Assembly of DNA phages
DNA phages were constructed by DNA hybridization-based self-assembly. Firstly, the DNA strands in Supplementary Table S4 with equal molar ratio (100 nM for PAGE and fluorescence analysis, 500 nM for flow cytometry and cell experiments) were mixed in 1 × TAE/Mg2+ buffer (40 mM Tris-HCl, 20 mM CH3COOH, 2 mM EDTA, 12.5 mM MgCl2, pH = 7.4) and annealed from 95 °C to 25 °C over 6.5 h to construct DNA cage and Y1/Y2. Then Nb-S and DNA cage were mixed in 1×TAE/Mg2+ buffer and incubated at 37 °C for 2 h to encapsulate Nb-S into DNA cage and construct cage-Nb via hybridization.
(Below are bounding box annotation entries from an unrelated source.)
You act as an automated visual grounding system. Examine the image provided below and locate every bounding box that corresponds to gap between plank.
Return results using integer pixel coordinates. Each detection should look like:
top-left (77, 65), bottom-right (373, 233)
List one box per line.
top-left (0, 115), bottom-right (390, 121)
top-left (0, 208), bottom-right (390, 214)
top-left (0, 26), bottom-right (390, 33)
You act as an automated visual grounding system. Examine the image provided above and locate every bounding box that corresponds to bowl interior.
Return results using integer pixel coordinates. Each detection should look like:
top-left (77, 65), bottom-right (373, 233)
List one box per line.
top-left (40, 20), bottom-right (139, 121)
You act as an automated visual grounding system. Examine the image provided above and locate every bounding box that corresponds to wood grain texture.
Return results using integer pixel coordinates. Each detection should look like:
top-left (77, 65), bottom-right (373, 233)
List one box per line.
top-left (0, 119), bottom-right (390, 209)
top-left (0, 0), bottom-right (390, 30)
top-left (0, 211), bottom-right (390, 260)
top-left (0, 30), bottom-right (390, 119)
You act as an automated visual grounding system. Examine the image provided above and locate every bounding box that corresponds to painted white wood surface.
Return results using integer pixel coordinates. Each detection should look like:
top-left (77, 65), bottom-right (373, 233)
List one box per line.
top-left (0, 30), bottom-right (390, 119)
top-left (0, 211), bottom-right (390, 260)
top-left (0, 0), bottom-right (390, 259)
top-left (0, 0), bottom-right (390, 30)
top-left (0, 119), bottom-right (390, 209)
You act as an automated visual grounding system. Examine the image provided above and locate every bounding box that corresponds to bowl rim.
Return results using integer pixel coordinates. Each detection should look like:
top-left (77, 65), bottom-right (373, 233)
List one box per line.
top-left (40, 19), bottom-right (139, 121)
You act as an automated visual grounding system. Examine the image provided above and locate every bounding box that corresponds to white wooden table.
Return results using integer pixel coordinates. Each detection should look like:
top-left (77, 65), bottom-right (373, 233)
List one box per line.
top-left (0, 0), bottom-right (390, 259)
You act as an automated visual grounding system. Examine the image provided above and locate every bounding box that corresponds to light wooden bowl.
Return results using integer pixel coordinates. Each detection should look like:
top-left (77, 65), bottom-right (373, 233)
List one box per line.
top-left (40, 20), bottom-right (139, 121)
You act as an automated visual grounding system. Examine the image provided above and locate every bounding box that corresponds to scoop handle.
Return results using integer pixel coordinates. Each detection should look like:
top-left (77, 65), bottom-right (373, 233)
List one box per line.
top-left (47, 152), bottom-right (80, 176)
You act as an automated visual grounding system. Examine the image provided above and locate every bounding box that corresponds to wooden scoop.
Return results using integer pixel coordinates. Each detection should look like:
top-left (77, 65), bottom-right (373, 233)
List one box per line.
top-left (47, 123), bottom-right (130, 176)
At last, sgc8c-17+c-sgc8c (1 : 1), Y1+sgc8c-Y+c-sgc8c (1 : 2 : 2) and Y2+sgc8c-Y+c-sgc8c+sgc4f +c-sgc4f (1 : 1 : 1 : 1 : 1) were mixed in 1×TAE/Mg2+ buffer respectively, and incubated for 1 h at 37 °C to construct different DNA nano-claws (claw 1,claw 2 and claw 3), Then different DNA nano-claws were equipped on constructed cage-Nb via hybridization to construct DNP1, DNP2 and DNP3.
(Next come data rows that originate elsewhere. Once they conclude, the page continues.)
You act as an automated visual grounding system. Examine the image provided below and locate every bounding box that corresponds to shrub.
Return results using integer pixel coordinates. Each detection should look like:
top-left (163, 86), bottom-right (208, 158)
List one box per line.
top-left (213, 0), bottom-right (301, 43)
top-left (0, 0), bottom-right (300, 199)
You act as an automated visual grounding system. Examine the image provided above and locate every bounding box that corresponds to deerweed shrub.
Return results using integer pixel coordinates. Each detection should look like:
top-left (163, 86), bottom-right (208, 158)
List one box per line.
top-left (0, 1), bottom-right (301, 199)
Native polyacrylamide gel electrophoresis (native PAGE) analysis
We used 8% native-PAGE to characterize the step-by-step assembly of DNA cage and used 5% native-PAGE to analyze the loading of functional module into DNA cage. The samples were running in 1 × TAE/Mg2+ buffer under 80 V for 80 min in ice-water bath. The gels were stained with Gel-Green for 10 min and imaged by Bio-Rad ChemiDoc XRS System (Bio-Rad, USA) with imaging software under UV light.
Fluorescence analysis
All fluorescence spectra were measured using a FS5 Spectrofluorometer fluorescence spectrophotometer (Edinburgh Instruments, UK). The fluorescence excitation wavelength was set to 488 nm and the emission range was set to 500–550 nm. Unless otherwise stated, the concentration of DNA strands, Cage-Nb, or DNP used for was fluorescence analysis 100 nM and the bandwidth was set to 2 nm. For real-time fluorescent kinetics analysis, fluorescent intensity was measured every 30 s.
Serum stability
To demonstrate the serum stability of nano-claws, DNA cages and DNPs, samples were incubated with 10% FBS-supplemented RPMI 1640 medium at 37 °C for different times (0, 1, 2, 3, 4, 5 and 6 h). Then 2 µl of 6 × loading buffer was added into 10 µl sample for 1% agarose gel electrophoresis (AGE) analysis. AGE was run under 60 V for 40 min with ice-water bath in 1 × TAE/Mg2+ buffer. DNA bands were stained by Gel-Green and imaged using the Bio-Rad ChemiDoc XRS System with imaging software under UV light.
AFM imaging
5 µl of Ni2+ (30 mM) was dropped to the freshly torn mica’s surface to enhance the adhesion of the DNA samples. Then 10 µl of 100 nM samples were deposited and left for 10 min to adsorb. Finally, the mica was rinsed three times with DPBS. The samples were imaged using a Multimode 8 Scanning Probe Microscope (Bioscope system, Bruker, Germany) in “ScanAsyst in fluid” mode and the images were analyzed by NanoScopeAnalysis software.
DLS characterization
100 µl of 500 nM purified samples (DNA claws, DNA cages, DNPs) were prepared to measure the hydrodynamic diameter with Zetasizer Nano-ZS (Malvern Instruments). These experiments were repeated three times.
Cell culture
RPMI-8226, Jurkat and THP-1 was purchased from Procell Life Science & Technology Co., Ltd. (Wuhan, China), other cancer cell lines were purchased from American Type Culture Collection (Manassas, VA, USA). RPMI-CEM (Human acute lymphoblastic leukemia T lymphocytes), Ramos (Human B lymphocytoma cells), K562 (Human chronic myelogenous leukemia cells), RPMI-8226 (Human multiple myeloma peripheral blood B lymphocytes) and Jurkat (Human T-lymphocyte leukemia cells) were cultured in RPMI 1640 media (Thermo Fisher Scientific, USA) supplemented with 10% fetal bovine serum, 100 U/ml penicillin, and 100 mg/ml streptomycin at 37 °C in 5% CO2. THP-1 (Human monocytic leukemia cell line) was cultured in 1640 media (Procell Life Science & Technology Co., Ltd., China) supplemented with 10% fetal bovine serum, 100 U/ml penicillin, 100 mg/ml streptomycin and 50 µg/mL 2-Mercaptoethanol at 37 °C in 5% CO2.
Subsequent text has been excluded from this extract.